展示は2階と3階の二部構成。春季企画展「大谷探検隊 吉川小一郎 ―探求と忍耐 その人間像に迫る―」は3階で、シリーズ展「仏教の思想と文化」は2階で開催されていました。トルファンのアスターナ古墳の遺物を始め、いずれもシルクロードと仏教の魅力のかたまりのような展示で、私を誘惑するだけする内容、酔いそうでした。
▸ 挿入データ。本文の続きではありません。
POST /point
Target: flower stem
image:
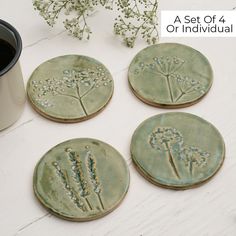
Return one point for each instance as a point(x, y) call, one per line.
point(191, 168)
point(100, 200)
point(180, 96)
point(88, 203)
point(169, 87)
point(83, 107)
point(171, 160)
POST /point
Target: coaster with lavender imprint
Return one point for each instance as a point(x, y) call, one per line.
point(170, 75)
point(177, 150)
point(70, 88)
point(81, 179)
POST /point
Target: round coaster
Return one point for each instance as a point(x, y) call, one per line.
point(81, 179)
point(170, 75)
point(70, 88)
point(177, 150)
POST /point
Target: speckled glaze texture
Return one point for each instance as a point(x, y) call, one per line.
point(70, 88)
point(170, 75)
point(81, 179)
point(177, 150)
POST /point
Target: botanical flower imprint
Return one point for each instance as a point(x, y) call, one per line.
point(87, 181)
point(74, 84)
point(168, 68)
point(171, 140)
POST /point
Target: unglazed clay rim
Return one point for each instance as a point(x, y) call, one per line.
point(170, 106)
point(69, 120)
point(154, 181)
point(98, 216)
point(18, 47)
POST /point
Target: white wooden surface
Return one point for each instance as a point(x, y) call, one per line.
point(147, 210)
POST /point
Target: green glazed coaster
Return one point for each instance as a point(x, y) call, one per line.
point(70, 88)
point(170, 75)
point(177, 150)
point(81, 179)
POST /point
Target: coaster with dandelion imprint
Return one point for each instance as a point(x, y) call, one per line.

2階には、高さ3.5m、長さ約15mのベゼクリク石窟寺院の大回廊を原寸大で復元展示しているコーナーが。正直、展覧会の内容より、このシルクロードの復元壁画に私の全神経は持っていかれてしまいました。

なんて、なんて、素晴らしいのか。

釈迦の足元に跪いているのは、ソグド人の商人です。本物の壁画は、ドイツ人のアルベルト・ル・コックがひっぱがしてベルリンへ持ち帰り、そこで第二次世界大戦の爆撃により、焼失しました。

ベゼクリク石窟大回廊復元展示

ベゼクリク石窟大回廊復元展示

中国・新疆ウイグル自治区のトルファン郊外にあるベゼクリク石窟寺院。ベゼクリクとは、ウイグル語で「絵のあるところ」という意味です。かつて寺院内部は華麗な壁画で飾られていたのです。しかし、20世紀初頭にベゼクリクを調査した各国の探検隊がそこで目にしたものは・・・。寺院は荒れはて、破壊が進行していました。壁画はどんどん失われていたのです。壁画のもつ高い芸術性・宗教性に気付いた各国の探検隊は壁画を自国で保存する決断をします。その結果、貴重な文化遺産は現地から離れてしまいました。

ベゼクリク石窟寺院

壁画が描かれた当時の様子はどのようなものだったのでしょう。ベゼクリク石窟の始まりは6世紀頃と言われますが、現存する石窟の多くは10~13世紀頃の西ウイグル王国の時代に属します。とりわけ11世紀頃に造られた回廊壁画は特異なもので、ウイグル仏教芸術の白眉といえるものです。

ベゼクリク石窟大回廊復元展示

本学では、2001年に開設した「古典籍デジタルアーカイブ研究センター」の岡田至弘・理工学部教授が中心となって、ベゼクリク石窟寺院の中の第15号窟(ドイツ隊編号4号窟)に描かれた仏教壁画のデジタル復元にNHKと共同で取り組み、約1年半の歳月をかけて完成した映像は、NHK新シルクロード第2集『トルファン-灼熱の大画廊』で紹介されました。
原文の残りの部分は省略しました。